TEL AVIV (Arrahmah.id) – Seorang anggota parlemen “Israel” yang terkenal karena sering membuat komentar yang menghasut terkait LGBTQ+ mengatakan bahwa komunitas LGBTQ+ di negara itu lebih berbahaya bagi “Israel” daripada ISIS.
Yitzhak Pindrus, anggota Knesset dari aliansi politik Yudaisme Taurat Bersatu – bagian dari pemerintahan sayap kanan “Israel” saat ini – mengatakan kepada saluran televisi “Israel” Channel 12 awal pekan ini bahwa komunitas LGBTQ+ adalah “hal paling berbahaya bagi Negara “Israel” – lebih dari ISIS, lebih dari Hizbullah, lebih dari Hamas”.
“Jika terserah saya, maka saya akan mencegah tidak hanya pawai kebanggaan tetapi juga seluruh gerakan,” kata Pindrus beberapa pekan setelah pawai kebanggaan berlangsung di Yerusalem dan Tel Aviv.
ISIS merebut sebagian besar wilayah Suriah dan Irak pada 2014 dan mendirikan kekhilafahan.

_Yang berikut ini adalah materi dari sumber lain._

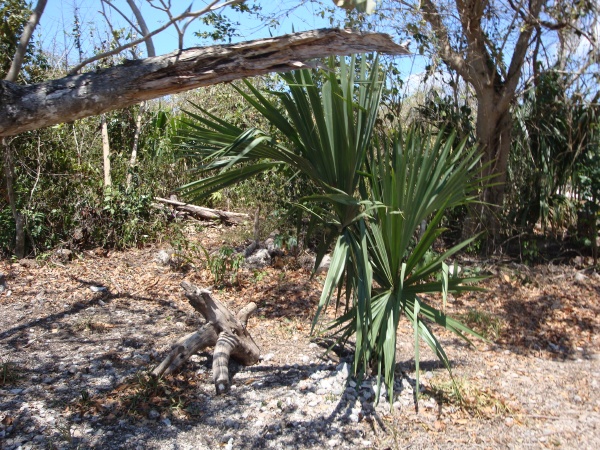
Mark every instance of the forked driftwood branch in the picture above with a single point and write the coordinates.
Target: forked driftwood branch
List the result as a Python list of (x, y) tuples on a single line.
[(224, 331), (202, 213)]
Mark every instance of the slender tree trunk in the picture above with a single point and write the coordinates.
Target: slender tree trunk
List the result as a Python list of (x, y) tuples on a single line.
[(12, 200), (136, 140), (106, 152), (494, 129)]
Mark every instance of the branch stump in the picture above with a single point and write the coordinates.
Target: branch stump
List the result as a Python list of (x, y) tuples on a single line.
[(223, 331)]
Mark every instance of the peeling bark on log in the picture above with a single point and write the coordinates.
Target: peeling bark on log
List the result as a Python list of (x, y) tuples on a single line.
[(24, 108), (226, 332), (203, 213)]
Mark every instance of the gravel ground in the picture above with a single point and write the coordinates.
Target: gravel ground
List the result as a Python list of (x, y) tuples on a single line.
[(75, 361)]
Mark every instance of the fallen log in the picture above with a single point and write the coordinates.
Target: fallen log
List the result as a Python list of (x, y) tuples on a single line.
[(203, 213), (226, 332)]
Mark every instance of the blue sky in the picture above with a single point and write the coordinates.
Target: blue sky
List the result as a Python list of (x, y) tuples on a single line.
[(57, 25)]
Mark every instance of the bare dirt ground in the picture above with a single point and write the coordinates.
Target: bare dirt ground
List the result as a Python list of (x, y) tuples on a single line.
[(74, 363)]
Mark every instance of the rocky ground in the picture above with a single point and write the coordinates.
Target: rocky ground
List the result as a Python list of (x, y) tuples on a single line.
[(78, 338)]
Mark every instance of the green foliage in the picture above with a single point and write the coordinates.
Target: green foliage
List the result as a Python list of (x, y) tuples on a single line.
[(59, 184), (554, 157), (371, 194), (224, 261), (411, 180), (14, 14)]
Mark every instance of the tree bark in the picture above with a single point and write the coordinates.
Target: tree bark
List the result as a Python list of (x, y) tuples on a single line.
[(134, 147), (105, 152), (494, 88), (226, 332), (9, 174), (24, 108), (205, 213)]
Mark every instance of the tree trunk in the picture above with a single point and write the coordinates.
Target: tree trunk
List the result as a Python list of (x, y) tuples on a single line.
[(105, 152), (24, 108), (9, 174), (136, 140), (205, 213), (226, 332), (494, 129)]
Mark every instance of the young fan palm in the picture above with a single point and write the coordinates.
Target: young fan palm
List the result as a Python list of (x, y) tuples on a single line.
[(378, 193)]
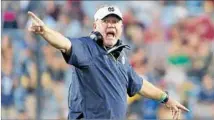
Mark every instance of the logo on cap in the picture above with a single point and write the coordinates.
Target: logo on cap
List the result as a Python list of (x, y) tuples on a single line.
[(111, 9)]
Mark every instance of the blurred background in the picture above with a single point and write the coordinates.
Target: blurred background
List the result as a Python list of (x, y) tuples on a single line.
[(172, 46)]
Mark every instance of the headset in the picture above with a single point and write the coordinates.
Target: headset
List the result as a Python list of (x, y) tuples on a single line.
[(95, 35)]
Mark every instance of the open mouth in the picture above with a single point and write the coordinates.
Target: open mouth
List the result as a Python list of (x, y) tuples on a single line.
[(110, 34)]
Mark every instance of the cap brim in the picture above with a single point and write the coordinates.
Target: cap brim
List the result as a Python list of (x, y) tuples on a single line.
[(112, 14)]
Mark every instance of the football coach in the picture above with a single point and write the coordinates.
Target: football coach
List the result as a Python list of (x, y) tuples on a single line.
[(105, 77)]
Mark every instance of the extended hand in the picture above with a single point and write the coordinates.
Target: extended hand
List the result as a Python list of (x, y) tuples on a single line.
[(176, 108), (37, 25)]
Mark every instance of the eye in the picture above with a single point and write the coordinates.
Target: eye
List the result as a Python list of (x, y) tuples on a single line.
[(105, 21)]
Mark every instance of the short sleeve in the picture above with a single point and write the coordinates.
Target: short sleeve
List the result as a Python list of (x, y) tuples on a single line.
[(78, 56), (135, 82)]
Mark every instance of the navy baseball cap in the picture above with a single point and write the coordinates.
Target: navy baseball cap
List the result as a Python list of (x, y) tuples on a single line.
[(107, 10)]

Di antara target kelompok ini adalah orang-orang LGBTQ+, mereka yang diduga gay atau trans digantung atau dilempar dari atap gedung.
Pindrus adalah seorang konservatif religius yang memiliki sejarah membuat komentar yang menghasut tentang orang-orang LGBTQ+, yang keberadaannya menurutnya bertentangan dengan ajaran Yahudi.
Pada 2010, saat menjadi wakil walikota Yerusalem, Pindrus meminta polisi untuk mengizinkan parade keledai berlangsung bersamaan dengan parade kebanggaan kota.
Pada awal tahun ini, Pindrus keluar dari Knesset ketika Amir Ohana, yang ditunjuk sebagai pembicara gay pertama di parlemen “Israel”, berpidato menerima peran tersebut.
Benjamin Netanyahu terpilih sebagai perdana menteri “Israel” pada akhir tahun lalu dan membentuk aliansi dengan beberapa partai sayap kanan, beberapa di antaranya telah mengadvokasi diskriminasi terhadap orang-orang LGBTQ+ – meskipun upaya jangka panjang “Israel” untuk menumbuhkan citra sebagai surga untuk kaum LGBTQ+ di Timur Tengah.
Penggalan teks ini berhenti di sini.